I stay at KBC using my points there and the only thing I ever remember paying is the Hawaiian TAT tax.


Sent from my iPad using Tapatalk


----------



## gjw007 (Mar 8, 2016)

Muddiver said:


> I stay at KBC using my points there and the only thing I ever remember paying is the Hawaiian TAT tax.
> 
> 
> Sent from my iPad using Tapatalk



True, there is no charge other than the hawaii tax if you stay using dri club points but the op referred to rci or ii exchanges


----------



## donnsuz (Mar 19, 2016)

We've stayed at KBC a few times using our DRI points and I'm pretty sure that we did not pay resort fees, but we did have to pay parking fees.


----------



## artringwald (Mar 25, 2016)

donnsuz said:


> We've stayed at KBC a few times using our DRI points and I'm pretty sure that we did not pay resort fees, but we did have to pay parking fees.
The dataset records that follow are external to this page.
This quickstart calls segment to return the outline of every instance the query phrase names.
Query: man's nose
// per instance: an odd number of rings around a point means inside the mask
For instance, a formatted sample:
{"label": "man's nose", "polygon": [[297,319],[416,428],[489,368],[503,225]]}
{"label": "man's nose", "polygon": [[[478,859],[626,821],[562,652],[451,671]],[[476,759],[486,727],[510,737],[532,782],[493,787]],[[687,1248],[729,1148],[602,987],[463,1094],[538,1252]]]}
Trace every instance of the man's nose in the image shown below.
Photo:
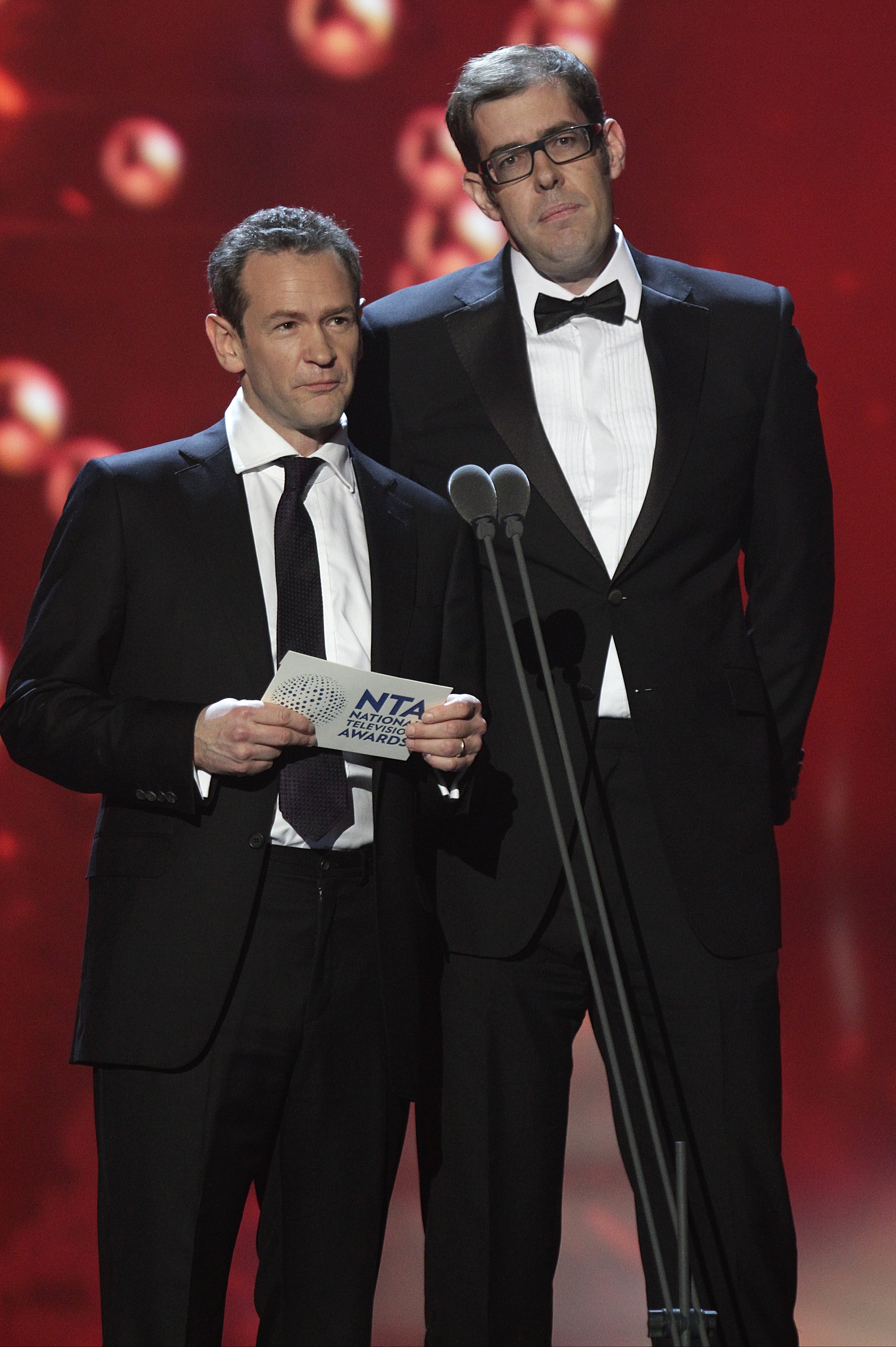
{"label": "man's nose", "polygon": [[563,182],[563,174],[559,170],[559,164],[555,164],[552,159],[548,159],[543,150],[536,150],[534,159],[535,167],[532,168],[532,176],[539,191],[551,191],[552,187],[559,187]]}
{"label": "man's nose", "polygon": [[302,356],[310,365],[331,365],[335,360],[335,350],[330,342],[330,338],[323,331],[322,327],[315,327],[310,334],[309,342],[302,352]]}

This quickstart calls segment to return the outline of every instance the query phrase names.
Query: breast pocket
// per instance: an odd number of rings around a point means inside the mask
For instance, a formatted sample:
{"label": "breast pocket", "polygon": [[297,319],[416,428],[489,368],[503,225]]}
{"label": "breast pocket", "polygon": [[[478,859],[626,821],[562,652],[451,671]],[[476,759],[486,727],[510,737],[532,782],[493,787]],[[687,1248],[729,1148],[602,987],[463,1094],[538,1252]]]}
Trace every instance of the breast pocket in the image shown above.
{"label": "breast pocket", "polygon": [[168,867],[171,838],[166,832],[112,832],[93,839],[88,878],[98,876],[155,880]]}
{"label": "breast pocket", "polygon": [[726,668],[725,682],[732,695],[732,704],[740,715],[765,715],[768,698],[759,669]]}

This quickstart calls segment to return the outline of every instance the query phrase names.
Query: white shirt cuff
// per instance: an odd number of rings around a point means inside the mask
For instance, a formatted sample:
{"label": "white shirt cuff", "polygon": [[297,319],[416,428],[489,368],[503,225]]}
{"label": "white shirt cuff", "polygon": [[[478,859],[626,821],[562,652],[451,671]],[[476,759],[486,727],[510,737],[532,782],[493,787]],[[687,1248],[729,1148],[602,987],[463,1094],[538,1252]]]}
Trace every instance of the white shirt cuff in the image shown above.
{"label": "white shirt cuff", "polygon": [[465,766],[459,772],[435,772],[435,784],[439,788],[439,795],[446,800],[459,800],[461,781],[469,770],[470,768]]}

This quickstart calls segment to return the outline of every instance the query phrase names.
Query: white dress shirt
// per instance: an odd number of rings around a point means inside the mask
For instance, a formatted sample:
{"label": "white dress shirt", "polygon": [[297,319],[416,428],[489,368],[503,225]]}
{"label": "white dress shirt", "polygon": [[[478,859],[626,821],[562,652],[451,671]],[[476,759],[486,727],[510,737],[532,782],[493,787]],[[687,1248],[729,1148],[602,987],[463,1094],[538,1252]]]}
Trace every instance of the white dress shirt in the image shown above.
{"label": "white dress shirt", "polygon": [[[544,434],[612,577],[644,504],[656,446],[653,380],[639,318],[641,277],[617,228],[616,252],[585,294],[618,280],[625,295],[622,326],[578,315],[539,337],[539,294],[574,296],[539,275],[516,249],[511,265]],[[613,640],[597,714],[631,715]]]}
{"label": "white dress shirt", "polygon": [[[233,469],[243,478],[249,506],[271,655],[276,668],[278,590],[274,520],[286,475],[276,459],[296,454],[296,450],[252,411],[243,396],[243,389],[238,389],[224,414],[224,424]],[[311,478],[305,494],[305,508],[314,525],[318,548],[326,657],[356,669],[369,669],[371,559],[345,424],[344,416],[335,438],[310,455],[319,459],[322,466]],[[334,847],[337,851],[348,851],[373,841],[371,760],[358,753],[344,753],[342,758],[354,804],[354,822],[345,831],[329,834],[314,843],[315,847]],[[202,795],[207,795],[209,775],[197,772],[197,780]],[[286,822],[279,801],[271,828],[271,842],[279,846],[309,846]]]}

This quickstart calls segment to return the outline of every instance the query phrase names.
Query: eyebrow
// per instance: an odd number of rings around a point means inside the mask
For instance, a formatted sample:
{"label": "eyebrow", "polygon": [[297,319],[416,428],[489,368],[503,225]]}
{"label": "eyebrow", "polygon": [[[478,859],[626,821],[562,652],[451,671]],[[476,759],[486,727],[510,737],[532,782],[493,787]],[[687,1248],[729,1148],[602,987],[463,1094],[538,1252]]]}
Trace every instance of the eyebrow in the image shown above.
{"label": "eyebrow", "polygon": [[[337,314],[352,314],[352,313],[354,313],[354,304],[352,304],[352,303],[349,303],[349,304],[335,304],[333,308],[325,310],[321,314],[321,318],[335,318]],[[307,317],[309,315],[306,313],[303,313],[300,308],[275,308],[275,311],[272,314],[268,314],[267,321],[269,323],[272,323],[272,322],[283,322],[286,318],[306,318],[307,319]]]}
{"label": "eyebrow", "polygon": [[[555,136],[558,131],[569,131],[570,127],[579,125],[582,125],[582,123],[570,121],[567,117],[566,121],[555,121],[552,127],[547,127],[547,129],[543,131],[540,136],[536,136],[535,140],[546,140],[547,136]],[[534,143],[535,141],[532,140],[508,140],[504,145],[496,145],[494,150],[492,150],[485,159],[482,159],[482,163],[488,163],[489,159],[494,159],[494,155],[503,155],[505,150],[521,150],[523,145],[531,145]]]}

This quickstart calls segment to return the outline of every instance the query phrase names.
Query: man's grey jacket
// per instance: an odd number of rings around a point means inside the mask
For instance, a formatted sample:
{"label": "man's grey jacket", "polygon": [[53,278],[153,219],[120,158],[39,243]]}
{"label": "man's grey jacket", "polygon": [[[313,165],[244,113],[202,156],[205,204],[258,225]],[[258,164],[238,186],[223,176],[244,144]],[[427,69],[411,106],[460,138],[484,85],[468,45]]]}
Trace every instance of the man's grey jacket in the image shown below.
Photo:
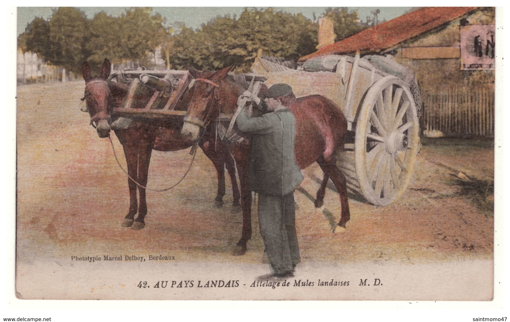
{"label": "man's grey jacket", "polygon": [[252,135],[248,168],[250,190],[277,196],[293,192],[303,176],[294,156],[296,119],[292,112],[285,108],[250,118],[243,109],[236,124],[240,131]]}

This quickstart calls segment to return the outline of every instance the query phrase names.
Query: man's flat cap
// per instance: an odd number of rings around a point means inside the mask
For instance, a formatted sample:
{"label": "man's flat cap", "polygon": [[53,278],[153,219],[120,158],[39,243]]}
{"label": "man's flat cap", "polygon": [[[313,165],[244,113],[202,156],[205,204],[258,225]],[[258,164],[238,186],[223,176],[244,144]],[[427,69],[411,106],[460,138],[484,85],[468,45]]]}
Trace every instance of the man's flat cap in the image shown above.
{"label": "man's flat cap", "polygon": [[292,93],[292,87],[287,84],[275,84],[266,92],[266,97],[279,97]]}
We stayed in a 1-bedroom with points a couple of weeks ago. We paid $10.19/day for the TAT, which they put on the credit card as soon as we checked in. I think that is new. We did not have to pay any resort fee or parking fee. We're silver level if that makes any difference.


----------



## RLS50 (Mar 25, 2016)

As a former Gold Key member, DRI has started this additional charge at Beachwoods in OBX.   I am guessing the same will apply to the former Gold Key properties in Virginia Beach as well?

Either way, I still can't figure out what Diamond offers customers that is so special they are worth the high management fees and maintenance fees they charge, in addition to all the nickel and diming customers, which unfortunately they seem to really excel at.

As a Starwood and Marriott owner also, my experience there has been superior to what I have experienced with Diamond so far.  It's still early in the process so maybe I will discover what makes DRI so special they are able to charge so much and add so many additional fees for, but so far I am not seeing it.


----------



## T_R_Oglodyte (Mar 25, 2016)

bobpark56 said:


> Does this apply to Hawaii Collection owners when they stay via an Interval or RCI exchange?



From personal experience, yes.





geist1223 said:


> I am confused. Why would a DRI Hawaiian Collection Member stay in a Hawaiian DRI Resort and go through RCI or II?


As mentioned above, to get additional time.  Also if you have DRI points that are expiring at the end of a year, the only way to keep them alive is to use them to make an exchange with II.  So when we had points that were expiring at the end of 2014, we used them to make an exchange into Poipu in 2015.


----------